For three years Larry Kochard led a double life.

For three years Larry Kochard led a double life. By day the former director of equity and hedge fund investments for the Virginia Retirement System helped allocate the giant pension fund’s $40 billion in assets. By night he taught undergraduate investing classes as an adjunct professor of finance at the University of Virginia’s McIntire School of Commerce. Now the 48-year-old economist and former Goldman Sachs investment banker has found a new home where he’ll be able to combine both of his passions.

Last month Kochard became Georgetown University’s first-ever chief investment officer. Job one is revamping the allocation model for Georgetown’s $800 million in endowment, pension and operating funds, which had been managed by a committee with the help of an outside consultant. Kochard expects any changes to be more evolutionary than revolutionary. “You want everyone to be comfortable,” he says. “If there are things that need to be acted on quickly, you do, but if you’re making major changes, you need to go about them in a prudent way.”

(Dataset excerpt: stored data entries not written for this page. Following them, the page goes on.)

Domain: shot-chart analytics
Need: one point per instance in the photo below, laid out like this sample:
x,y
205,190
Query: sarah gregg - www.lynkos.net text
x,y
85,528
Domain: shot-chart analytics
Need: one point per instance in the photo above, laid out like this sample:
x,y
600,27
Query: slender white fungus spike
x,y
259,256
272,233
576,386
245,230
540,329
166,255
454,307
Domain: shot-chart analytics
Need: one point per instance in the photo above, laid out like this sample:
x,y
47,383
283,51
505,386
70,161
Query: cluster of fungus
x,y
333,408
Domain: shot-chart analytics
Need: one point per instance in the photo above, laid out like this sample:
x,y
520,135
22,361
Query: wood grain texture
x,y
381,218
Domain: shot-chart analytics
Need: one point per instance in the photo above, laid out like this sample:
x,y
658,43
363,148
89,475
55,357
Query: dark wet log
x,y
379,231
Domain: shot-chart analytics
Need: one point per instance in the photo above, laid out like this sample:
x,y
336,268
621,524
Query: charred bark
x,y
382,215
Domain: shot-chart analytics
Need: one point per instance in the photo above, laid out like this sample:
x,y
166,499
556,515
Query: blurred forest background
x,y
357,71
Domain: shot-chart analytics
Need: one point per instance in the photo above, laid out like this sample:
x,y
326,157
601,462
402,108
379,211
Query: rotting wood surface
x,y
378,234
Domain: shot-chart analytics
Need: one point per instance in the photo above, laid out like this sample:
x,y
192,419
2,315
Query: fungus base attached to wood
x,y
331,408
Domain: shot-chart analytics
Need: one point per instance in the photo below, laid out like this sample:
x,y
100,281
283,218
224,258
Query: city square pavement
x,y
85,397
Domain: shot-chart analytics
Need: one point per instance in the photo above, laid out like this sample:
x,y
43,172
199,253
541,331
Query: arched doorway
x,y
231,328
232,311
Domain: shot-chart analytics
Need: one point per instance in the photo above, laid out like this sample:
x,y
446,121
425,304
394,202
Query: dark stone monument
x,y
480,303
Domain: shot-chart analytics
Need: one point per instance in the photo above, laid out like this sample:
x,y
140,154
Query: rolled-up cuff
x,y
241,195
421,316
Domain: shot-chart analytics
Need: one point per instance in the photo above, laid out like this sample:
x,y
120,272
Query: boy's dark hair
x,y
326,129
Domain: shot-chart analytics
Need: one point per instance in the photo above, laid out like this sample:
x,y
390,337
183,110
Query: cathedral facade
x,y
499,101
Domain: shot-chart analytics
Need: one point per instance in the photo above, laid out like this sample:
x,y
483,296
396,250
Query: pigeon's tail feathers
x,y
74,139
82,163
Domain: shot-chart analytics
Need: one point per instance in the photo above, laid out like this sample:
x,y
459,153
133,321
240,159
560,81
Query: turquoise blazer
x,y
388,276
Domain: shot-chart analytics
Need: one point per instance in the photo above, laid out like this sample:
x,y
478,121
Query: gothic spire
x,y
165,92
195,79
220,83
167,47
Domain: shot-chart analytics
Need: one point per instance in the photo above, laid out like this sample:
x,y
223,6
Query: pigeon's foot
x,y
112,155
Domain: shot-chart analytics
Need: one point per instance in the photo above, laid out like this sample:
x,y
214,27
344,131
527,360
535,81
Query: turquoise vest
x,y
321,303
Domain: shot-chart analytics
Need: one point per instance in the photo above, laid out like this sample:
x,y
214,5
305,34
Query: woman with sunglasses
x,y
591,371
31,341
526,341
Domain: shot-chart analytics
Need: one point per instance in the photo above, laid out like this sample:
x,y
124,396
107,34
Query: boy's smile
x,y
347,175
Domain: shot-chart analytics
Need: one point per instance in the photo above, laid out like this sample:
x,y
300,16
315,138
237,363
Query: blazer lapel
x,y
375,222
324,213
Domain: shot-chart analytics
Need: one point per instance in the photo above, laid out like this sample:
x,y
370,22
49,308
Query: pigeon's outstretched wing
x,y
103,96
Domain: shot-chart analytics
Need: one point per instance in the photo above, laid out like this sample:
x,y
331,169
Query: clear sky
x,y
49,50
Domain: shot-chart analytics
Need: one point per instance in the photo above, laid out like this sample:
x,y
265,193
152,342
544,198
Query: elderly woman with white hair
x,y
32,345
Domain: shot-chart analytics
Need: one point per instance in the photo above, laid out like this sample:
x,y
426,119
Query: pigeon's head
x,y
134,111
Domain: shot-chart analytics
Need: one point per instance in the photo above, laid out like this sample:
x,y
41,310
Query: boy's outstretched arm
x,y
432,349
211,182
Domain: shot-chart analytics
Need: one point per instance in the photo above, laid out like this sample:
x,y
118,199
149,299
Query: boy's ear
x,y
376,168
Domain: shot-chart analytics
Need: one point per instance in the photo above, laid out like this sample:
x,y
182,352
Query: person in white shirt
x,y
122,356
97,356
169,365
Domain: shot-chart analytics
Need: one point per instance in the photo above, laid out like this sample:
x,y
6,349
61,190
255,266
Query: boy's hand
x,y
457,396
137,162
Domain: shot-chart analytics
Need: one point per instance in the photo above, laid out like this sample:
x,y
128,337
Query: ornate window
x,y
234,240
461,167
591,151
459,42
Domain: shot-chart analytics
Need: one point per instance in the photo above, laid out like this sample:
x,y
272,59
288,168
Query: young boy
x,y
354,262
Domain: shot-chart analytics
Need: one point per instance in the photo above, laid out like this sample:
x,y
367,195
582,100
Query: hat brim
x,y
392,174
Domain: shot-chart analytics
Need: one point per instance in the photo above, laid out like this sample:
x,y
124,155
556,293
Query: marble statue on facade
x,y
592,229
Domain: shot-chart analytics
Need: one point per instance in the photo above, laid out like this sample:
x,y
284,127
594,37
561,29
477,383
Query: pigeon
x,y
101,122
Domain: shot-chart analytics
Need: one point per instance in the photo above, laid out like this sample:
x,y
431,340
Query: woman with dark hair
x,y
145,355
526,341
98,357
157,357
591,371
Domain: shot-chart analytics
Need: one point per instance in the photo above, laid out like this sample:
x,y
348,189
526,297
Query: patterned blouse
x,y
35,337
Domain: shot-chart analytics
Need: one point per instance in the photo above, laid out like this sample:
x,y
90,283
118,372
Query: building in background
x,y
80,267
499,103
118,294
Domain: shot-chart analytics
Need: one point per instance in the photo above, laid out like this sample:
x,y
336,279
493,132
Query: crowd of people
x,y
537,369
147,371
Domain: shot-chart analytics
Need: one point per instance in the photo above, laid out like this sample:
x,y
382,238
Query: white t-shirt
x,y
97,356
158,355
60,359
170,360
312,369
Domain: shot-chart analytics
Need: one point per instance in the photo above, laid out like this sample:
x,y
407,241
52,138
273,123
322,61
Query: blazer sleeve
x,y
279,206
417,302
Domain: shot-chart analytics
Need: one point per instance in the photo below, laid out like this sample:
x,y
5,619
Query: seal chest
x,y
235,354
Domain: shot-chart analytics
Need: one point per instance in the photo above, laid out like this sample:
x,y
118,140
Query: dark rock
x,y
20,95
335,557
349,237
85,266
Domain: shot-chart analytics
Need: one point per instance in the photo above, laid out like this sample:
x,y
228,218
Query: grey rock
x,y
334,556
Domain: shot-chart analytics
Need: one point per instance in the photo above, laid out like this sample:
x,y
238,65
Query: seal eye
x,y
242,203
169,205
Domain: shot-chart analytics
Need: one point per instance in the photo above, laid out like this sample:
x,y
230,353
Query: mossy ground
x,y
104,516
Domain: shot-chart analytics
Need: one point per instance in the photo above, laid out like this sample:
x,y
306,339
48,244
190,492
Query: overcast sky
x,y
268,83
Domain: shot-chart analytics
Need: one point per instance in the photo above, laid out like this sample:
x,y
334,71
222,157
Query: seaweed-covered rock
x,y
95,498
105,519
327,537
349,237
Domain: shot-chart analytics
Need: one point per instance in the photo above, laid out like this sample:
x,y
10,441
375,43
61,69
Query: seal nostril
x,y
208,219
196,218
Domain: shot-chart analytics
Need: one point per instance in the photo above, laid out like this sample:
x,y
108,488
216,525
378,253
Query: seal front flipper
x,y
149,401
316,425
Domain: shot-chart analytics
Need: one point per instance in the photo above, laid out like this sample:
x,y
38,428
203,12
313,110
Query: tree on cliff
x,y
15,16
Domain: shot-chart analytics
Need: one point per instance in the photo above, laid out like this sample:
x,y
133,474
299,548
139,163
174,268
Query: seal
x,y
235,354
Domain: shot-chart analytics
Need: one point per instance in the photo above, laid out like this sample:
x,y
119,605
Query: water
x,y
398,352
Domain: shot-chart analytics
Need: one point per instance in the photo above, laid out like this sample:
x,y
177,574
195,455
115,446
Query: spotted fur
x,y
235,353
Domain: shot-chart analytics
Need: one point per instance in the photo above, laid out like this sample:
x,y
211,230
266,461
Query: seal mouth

Kochard is just as excited about his other new job at the Washington, D.C., school: Come spring, he’ll be teaching a class on investing. Before joining the Virginia Retirement System, he was a full-time faculty member at UVA, where he earned both a master’s and a Ph.D. in economics. (He also has an MBA from the University of Rochester.) He plans to link his two Georgetown roles by developing an undergraduate internship program for the nascent investment office, which is in the process of hiring staff. “Students are a great source of cheap labor,” he jokes. “Hopefully, they’ll learn something, and I’ll get some value-added out of ‘em.”